5.2.5 Per questa ragione, il Giudice di I grado ha ritenuto non applicabile la procedura degli obblighi di informazione “poiché il carico di rifiuti da spedire all’estero comprendeva parti di cavi elettrici non riconducibili né alla voce GC010 (stante la presenza di componenti in plastica) né alla voce GC020 (in quanto provenienti da assemblaggi elettrici)” (motivazione, p. 7).

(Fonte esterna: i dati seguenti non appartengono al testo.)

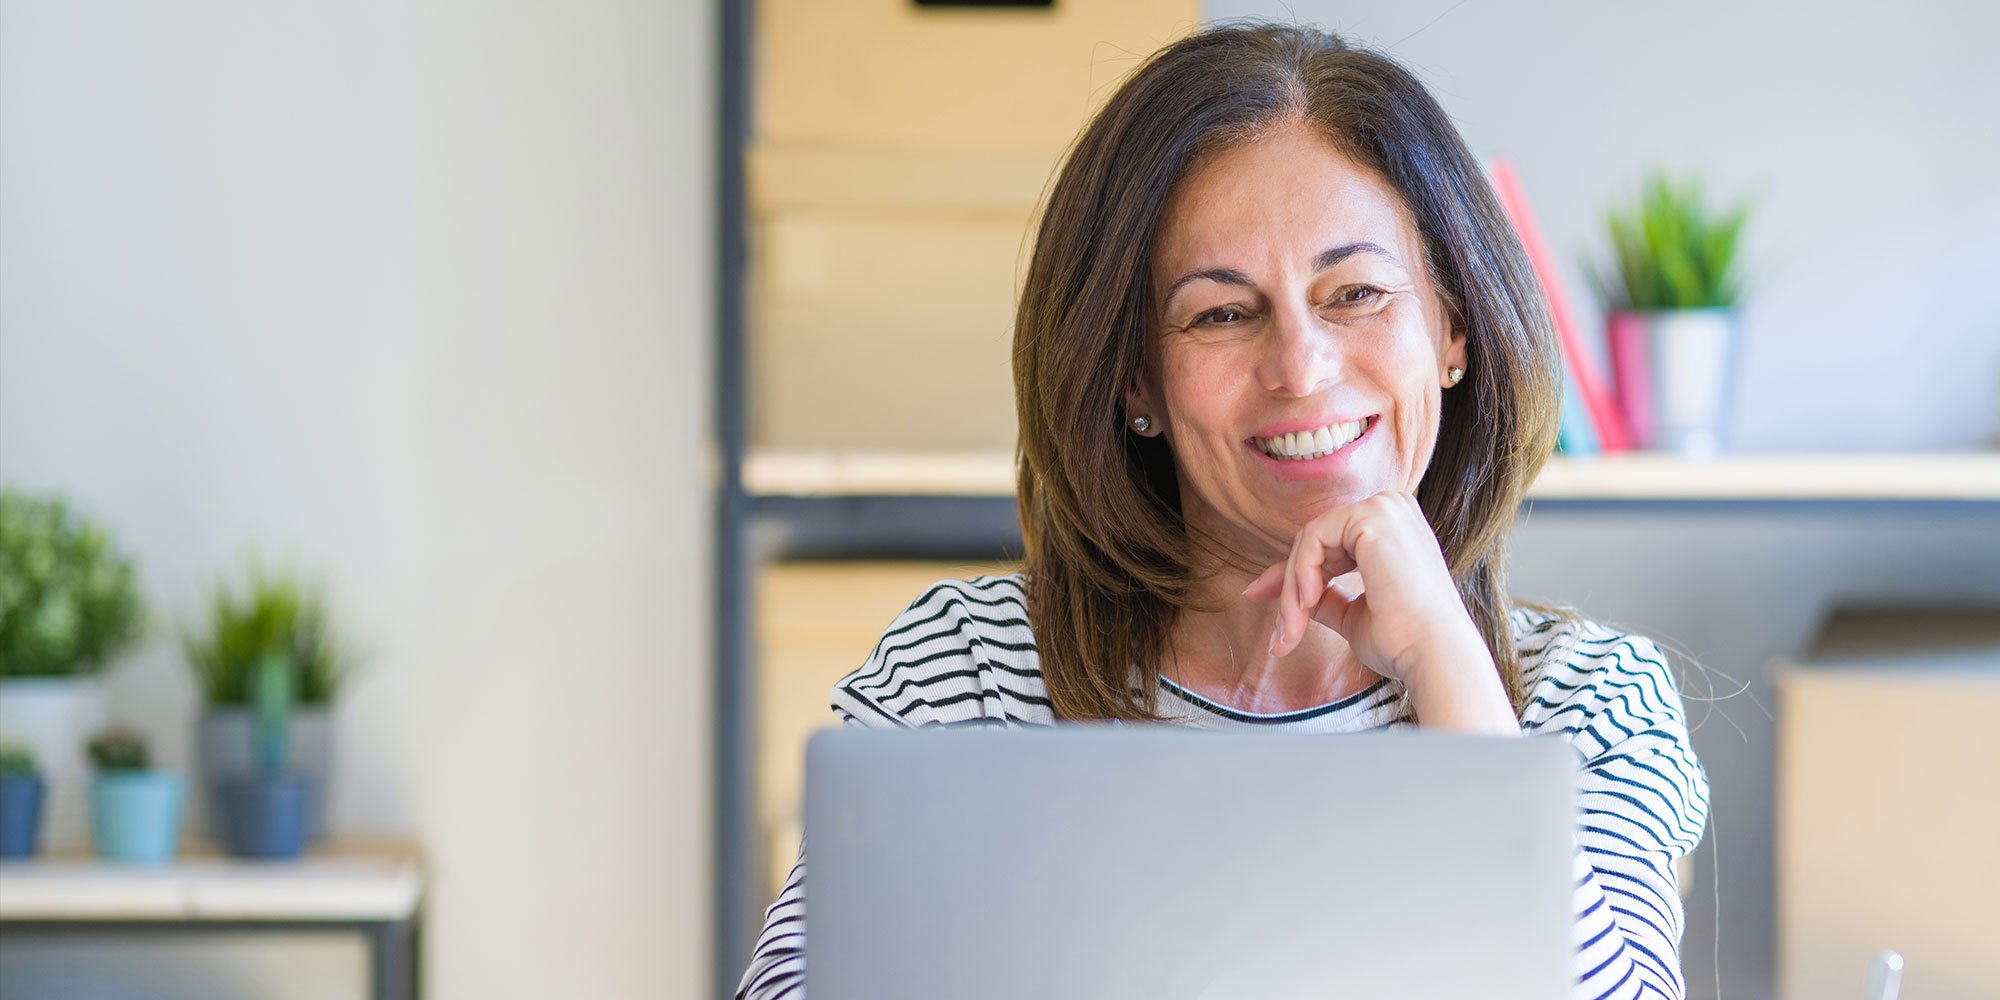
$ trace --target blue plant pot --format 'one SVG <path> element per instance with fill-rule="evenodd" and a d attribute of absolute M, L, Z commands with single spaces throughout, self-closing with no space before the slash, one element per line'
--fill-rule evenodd
<path fill-rule="evenodd" d="M 108 861 L 163 865 L 181 836 L 186 786 L 171 771 L 100 773 L 90 783 L 90 830 Z"/>
<path fill-rule="evenodd" d="M 0 774 L 0 858 L 32 858 L 42 832 L 39 775 Z"/>
<path fill-rule="evenodd" d="M 303 774 L 224 779 L 224 846 L 239 858 L 298 857 L 312 836 L 313 790 Z"/>

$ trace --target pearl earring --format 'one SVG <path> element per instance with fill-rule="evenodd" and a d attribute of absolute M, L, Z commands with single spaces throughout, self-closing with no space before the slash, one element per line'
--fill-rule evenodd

5.2.6 A dire della parte appellante, questa conclusione sarebbe errata in quanto “i rifiuti in questione provenivano esclusivamente da equipaggiamenti elettronici” là dove “per equipaggiamenti elettronici (concetto richiamato dalla sentenza della GCUE)” dovrebbero sempre a suo dire intendersi “proprio i beni da cui provengono i rifiuti di Seval (che, nella terminologia italiana, sono definiti “apparecchiature elettroniche”, di qui la nozione di RAEE, in questo caso tra l’altro di uso domestico)” (appello, p. 34).

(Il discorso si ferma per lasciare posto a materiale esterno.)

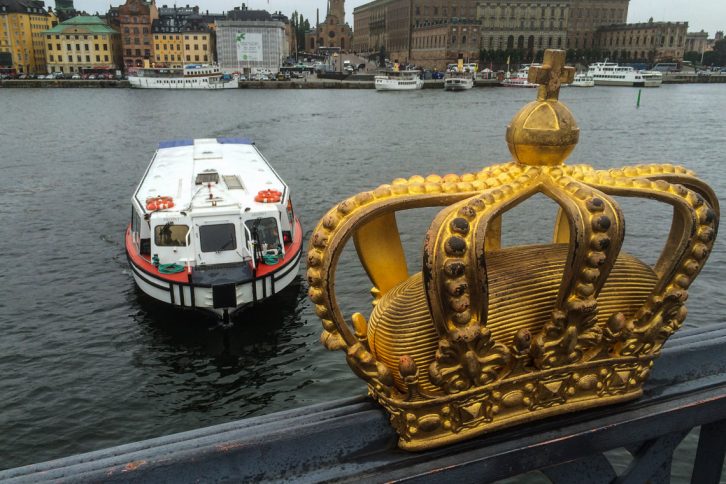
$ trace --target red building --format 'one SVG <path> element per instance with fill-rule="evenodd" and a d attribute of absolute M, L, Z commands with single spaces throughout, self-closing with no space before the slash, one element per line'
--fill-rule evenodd
<path fill-rule="evenodd" d="M 121 49 L 126 72 L 143 67 L 152 61 L 154 36 L 151 24 L 159 18 L 155 0 L 126 0 L 118 8 L 118 28 L 121 32 Z"/>

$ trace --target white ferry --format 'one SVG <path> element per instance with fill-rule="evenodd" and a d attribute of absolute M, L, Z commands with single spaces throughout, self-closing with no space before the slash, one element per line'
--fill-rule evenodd
<path fill-rule="evenodd" d="M 189 64 L 182 69 L 138 69 L 129 76 L 129 83 L 141 89 L 235 89 L 239 85 L 219 66 L 206 64 Z"/>
<path fill-rule="evenodd" d="M 377 91 L 413 91 L 423 89 L 423 79 L 419 71 L 388 71 L 375 76 Z"/>
<path fill-rule="evenodd" d="M 154 299 L 228 320 L 298 274 L 290 190 L 250 140 L 160 143 L 131 206 L 126 254 Z"/>
<path fill-rule="evenodd" d="M 532 64 L 537 67 L 539 64 Z M 506 77 L 500 84 L 505 87 L 539 87 L 539 84 L 529 82 L 529 65 L 522 66 L 514 76 Z"/>
<path fill-rule="evenodd" d="M 444 91 L 466 91 L 474 87 L 474 74 L 468 72 L 448 72 L 444 77 Z"/>
<path fill-rule="evenodd" d="M 595 87 L 595 79 L 589 74 L 581 73 L 575 75 L 575 79 L 572 81 L 572 84 L 564 85 L 572 87 Z"/>
<path fill-rule="evenodd" d="M 632 67 L 619 66 L 614 62 L 596 62 L 587 74 L 598 86 L 659 87 L 663 74 L 656 71 L 636 71 Z"/>

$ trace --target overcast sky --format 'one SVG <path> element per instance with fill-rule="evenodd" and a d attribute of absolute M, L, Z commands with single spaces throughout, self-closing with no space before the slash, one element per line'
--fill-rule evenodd
<path fill-rule="evenodd" d="M 174 0 L 156 0 L 157 5 L 169 5 Z M 347 0 L 346 18 L 353 25 L 353 8 L 367 3 L 369 0 Z M 242 4 L 241 0 L 179 0 L 177 5 L 199 4 L 199 8 L 210 12 L 230 10 Z M 90 13 L 108 10 L 109 5 L 119 5 L 122 0 L 75 0 L 77 9 Z M 315 22 L 315 9 L 320 9 L 321 21 L 325 17 L 326 0 L 245 0 L 249 8 L 280 10 L 290 15 L 297 10 L 305 17 Z M 46 0 L 46 5 L 54 6 L 54 0 Z M 705 30 L 713 38 L 717 30 L 726 30 L 726 0 L 630 0 L 628 22 L 646 22 L 648 18 L 654 20 L 688 21 L 688 30 L 697 32 Z"/>

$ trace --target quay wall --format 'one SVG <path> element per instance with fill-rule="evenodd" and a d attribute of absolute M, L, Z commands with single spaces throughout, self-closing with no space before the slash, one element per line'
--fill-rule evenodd
<path fill-rule="evenodd" d="M 3 87 L 130 87 L 127 80 L 71 80 L 71 79 L 4 79 L 0 81 Z"/>
<path fill-rule="evenodd" d="M 695 74 L 666 73 L 664 84 L 726 84 L 726 74 L 698 76 Z M 496 79 L 478 79 L 475 87 L 497 87 Z M 0 80 L 0 88 L 48 88 L 48 87 L 93 87 L 93 88 L 129 88 L 127 80 L 70 80 L 70 79 L 5 79 Z M 242 81 L 240 89 L 373 89 L 373 80 L 333 80 L 311 79 L 308 81 Z M 444 81 L 428 80 L 424 89 L 443 89 Z"/>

5.2.7 La parte appellante sostiene in particolare che ciò si dedurrebbe “facilmente dal confronto della versione in lingua inglese e di quella in lingua italiana, rispettivamente, della direttiva di riferimento in materia di RAEE (Direttiva 2012/19/UE) e della citata sentenza della GCUE. Quest’ultima, laddove afferma che «heading GC 020 covers only wire from electronic equipment», si rifà evidentemente alla direttiva 2012/19/UE sui RAEE, che, sempre nella versione inglese, definisce i beni da cui provengono i rifiuti in questione come «electrical and electronic equipment», rifiuti che conseguentemente sono definiti «waste electrical and electronic equipment»” (appello, p. 35 prime righe).

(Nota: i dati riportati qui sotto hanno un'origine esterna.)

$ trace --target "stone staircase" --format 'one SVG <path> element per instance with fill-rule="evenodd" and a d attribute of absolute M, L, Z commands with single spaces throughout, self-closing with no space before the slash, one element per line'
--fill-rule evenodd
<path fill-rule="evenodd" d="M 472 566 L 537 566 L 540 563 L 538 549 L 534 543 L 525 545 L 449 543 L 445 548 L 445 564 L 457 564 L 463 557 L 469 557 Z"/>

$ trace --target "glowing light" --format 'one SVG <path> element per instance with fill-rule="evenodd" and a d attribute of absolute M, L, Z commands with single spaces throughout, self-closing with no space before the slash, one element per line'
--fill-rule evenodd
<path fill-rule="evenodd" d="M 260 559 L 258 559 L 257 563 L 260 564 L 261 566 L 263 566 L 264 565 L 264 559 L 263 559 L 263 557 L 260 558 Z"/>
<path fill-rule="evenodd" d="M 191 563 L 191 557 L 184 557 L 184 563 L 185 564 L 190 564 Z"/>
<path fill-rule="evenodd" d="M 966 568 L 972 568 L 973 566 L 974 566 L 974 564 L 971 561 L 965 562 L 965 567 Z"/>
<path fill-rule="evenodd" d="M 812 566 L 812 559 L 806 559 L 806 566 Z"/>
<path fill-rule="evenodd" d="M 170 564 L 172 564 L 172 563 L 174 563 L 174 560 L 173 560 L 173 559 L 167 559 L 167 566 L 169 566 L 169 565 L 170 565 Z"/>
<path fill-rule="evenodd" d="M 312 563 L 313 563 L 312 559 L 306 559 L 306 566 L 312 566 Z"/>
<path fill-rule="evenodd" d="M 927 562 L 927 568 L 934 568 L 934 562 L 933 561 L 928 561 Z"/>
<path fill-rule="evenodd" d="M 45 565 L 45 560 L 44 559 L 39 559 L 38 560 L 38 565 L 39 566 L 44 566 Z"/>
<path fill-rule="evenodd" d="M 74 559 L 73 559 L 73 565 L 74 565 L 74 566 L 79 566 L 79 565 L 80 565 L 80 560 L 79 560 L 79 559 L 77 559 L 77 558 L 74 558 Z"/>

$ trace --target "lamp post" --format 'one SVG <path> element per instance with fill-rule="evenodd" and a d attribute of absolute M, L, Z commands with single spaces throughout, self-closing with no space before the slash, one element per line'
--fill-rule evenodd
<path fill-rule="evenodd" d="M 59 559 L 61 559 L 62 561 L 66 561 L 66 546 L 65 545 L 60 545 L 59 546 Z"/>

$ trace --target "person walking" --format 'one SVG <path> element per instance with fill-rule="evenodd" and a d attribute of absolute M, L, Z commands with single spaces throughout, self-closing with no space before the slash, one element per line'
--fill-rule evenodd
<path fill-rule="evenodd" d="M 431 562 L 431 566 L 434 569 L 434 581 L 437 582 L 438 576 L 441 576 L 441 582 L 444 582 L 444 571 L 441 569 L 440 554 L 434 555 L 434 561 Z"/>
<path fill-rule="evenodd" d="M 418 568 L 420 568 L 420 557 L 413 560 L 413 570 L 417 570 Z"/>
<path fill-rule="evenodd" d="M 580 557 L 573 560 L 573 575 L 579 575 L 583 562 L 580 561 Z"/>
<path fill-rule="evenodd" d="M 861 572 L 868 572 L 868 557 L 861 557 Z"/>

5.2.8 Sempre a dire della parte appellante, “questa chiarissima corrispondenza fra i rifiuti che, secondo la sentenza della GCUE sono riconducibili alla voce GC020 (cioè, proprio quella utilizzata da Seval) e quelli oggetto della spedizione controversa viene meno, tuttavia, nella versione in lingua italiana della medesima sentenza; per un evidente errore di traduzione, la versione in italiano della sentenza della Corte europea, traducendo in modo letterale il concetto di «electronic equipment», utilizza, infatti, il termine «equipaggiamenti elettronici» in luogo di quello, «apparecchiature elettroniche», che figura nella versione ufficiale in italiano della Direttiva 2012/19/UE come termine corrispondente a quello di «electronic equipment»” (appello, p. 35, righe successive).

5.2.9 La parte appellante critica poi la sentenza impugnata sostenendo che, con il richiamo alla sentenza della Corte di giustizia appena indicata, il Giudice di I grado avrebbe illegittimamente integrato la motivazione dell’atto amministrativo impugnato.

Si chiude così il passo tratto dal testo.